Github PK Tool:Github PK Tool

RDD support

Jolanrensen opened this issue · comments

For now we are limited to use JavaRDD and using JavaSparkContext to have easy-to-work-with RDDs in Kotlin.
My suggestion is to provide a Kotlin wrapper (or set of extensions) for the Scala RDD class to be able to work with those as well. Converting between RDDs and Datasets can also be made accessible using this.

@khud could you please look into it? I remember that you've had some support for RDDs, is it possible to incorporate your work inside our current solution?

A couple of years ago I tried to do so.

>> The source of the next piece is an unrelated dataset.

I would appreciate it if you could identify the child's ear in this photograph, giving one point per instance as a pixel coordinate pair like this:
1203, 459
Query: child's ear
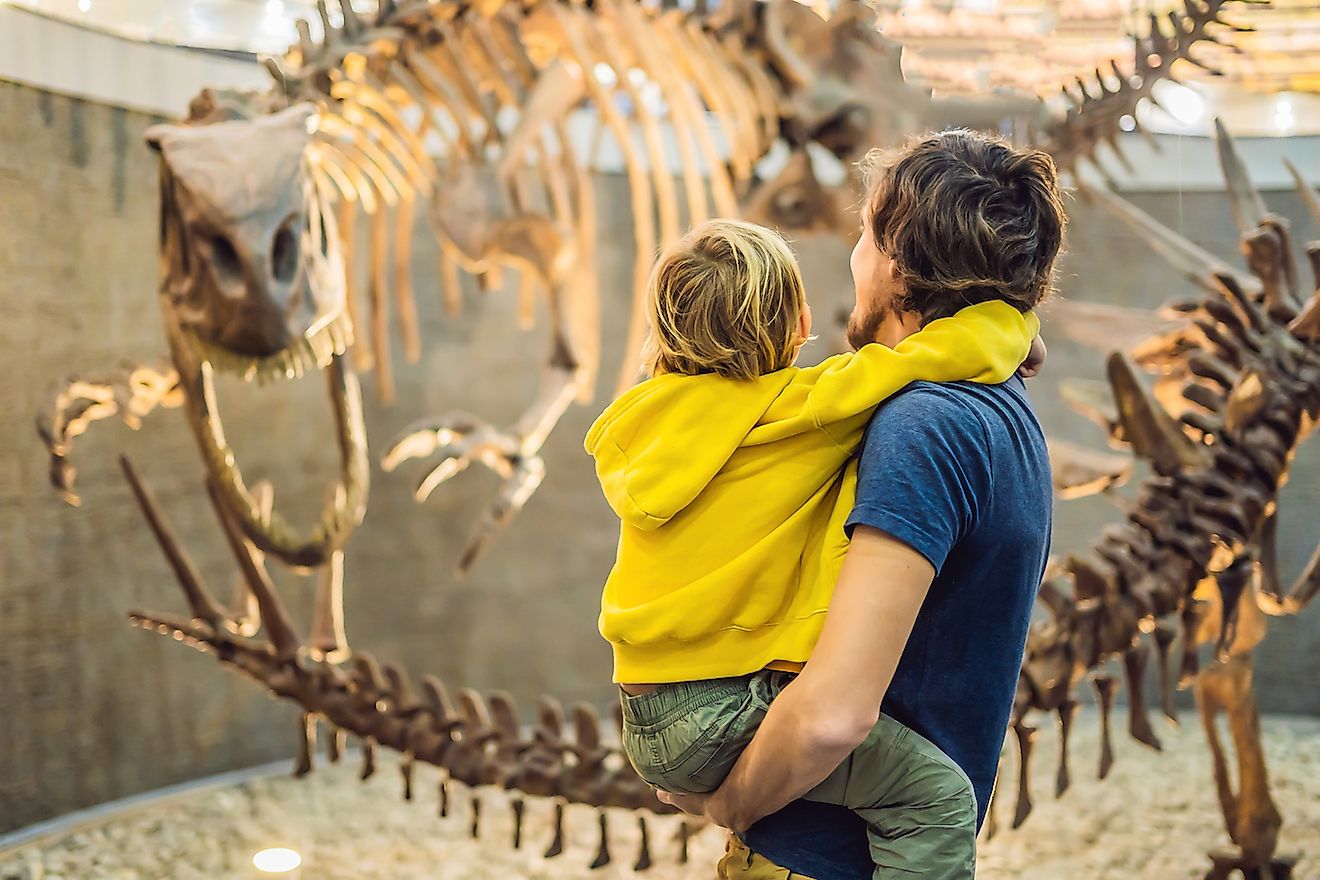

It's not so easy, because it needs a lot of boilerplate code. I believe JavaRDD works well with Kotlin:

val rdd = sc.parallelize(listOf(1,2,3))
rdd.map { it * it }.reduce { x, y -> x + y }

I'm sure that some problems exist but it would be great to know what particular kind of improvement makes you happy.

@Jolanrensen do you have any further questions about RDD support?

@asm0dey sorry for the late response. No, it's clear. I do think it might be a bit confusing for users to use Java RDD and Java SparkContext in Kotlin, but @khud is right that it would need a large amount of boilerplate code. It would be ideal if Apache would encompass Kotlin into the Spark API like they did with Java, but for now, using the Java classes together with this API is the best we've got.

@Jolanrensen there is an issue about it in Apache Spark's Jira: https://issues.apache.org/jira/browse/SPARK-32530
You can vote and even comment there. We're interested to be included in upstream too.

Closing it for now as won't fix due to lack of demand. We'll reopen it if the demand will grow.